杭之專欄:離亂流浪與共同體認同

出版時間:2019/10/23 21:18

杭之/政論家、國安會前副秘書長

網路上流傳一篇文章,敘述一位眷村長大者對韓流現象的說法。說韓國瑜現象的要害是重返往日時光。說在造勢場合唱《夜襲》,是在喚起戒嚴時期的眷村意識,找回失落。說眷村是老蔣刻意製造的小中國,怕這群人將身心安頓在台灣,就沒人要反攻大陸了,所以眷村是某種人為的社會孤島,讓他們持續保有流浪者的心態。

這說法的對錯,我沒有能力判斷。但有兩件年少經歷,半世紀來記憶如新,跟這沾點邊。50年前,我兩度駐戍馬祖、烏坵,陣地都在島上高地。晚飯後,只要沒下雨,每天都可見到三兩老兵坐在砲陣地上,呆呆望著清晰可見的對岸山河,直到天黑。當時年少不很懂,年齒日長,慢慢懂了,孑然一身的老兵想家,回不了家。

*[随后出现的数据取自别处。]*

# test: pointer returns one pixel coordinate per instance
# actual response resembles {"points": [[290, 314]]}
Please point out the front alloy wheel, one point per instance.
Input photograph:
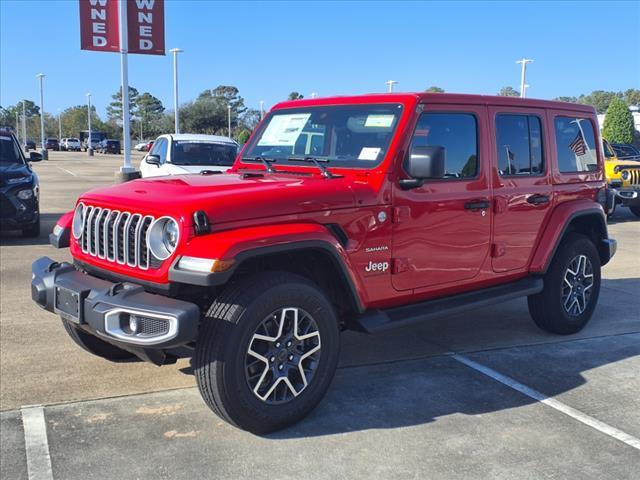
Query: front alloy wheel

大學時,有同學是中高階軍官子弟,他告訴我,他家每年過年,祭拜祖先後,父親會諄諄訓誨:好好讀書,畢業後出國,家裡供不起,要拿獎學金。他說,他父親曾參加一大型參謀作業,知道反攻大陸是不可能了,台灣又沒有根,所以只能要他們努力讀書出國。後來我知道,那是策劃反攻大陸、最後擱置的「國光計畫」。

1949年的歷史是一段很特殊的現象。那個以權力者為主角產生的動盪不只帶來殺戮,也帶來離亂、失根、流浪……,台灣特殊的眷村就是其產物。眷村有它特殊的文化、精神氛圍,已有不少動人的文學作品刻劃了。離這現象很遠的我偶然遇見的幾件事或許就是雪泥鴻爪,連結著離亂、失根、流浪、鄉愁……。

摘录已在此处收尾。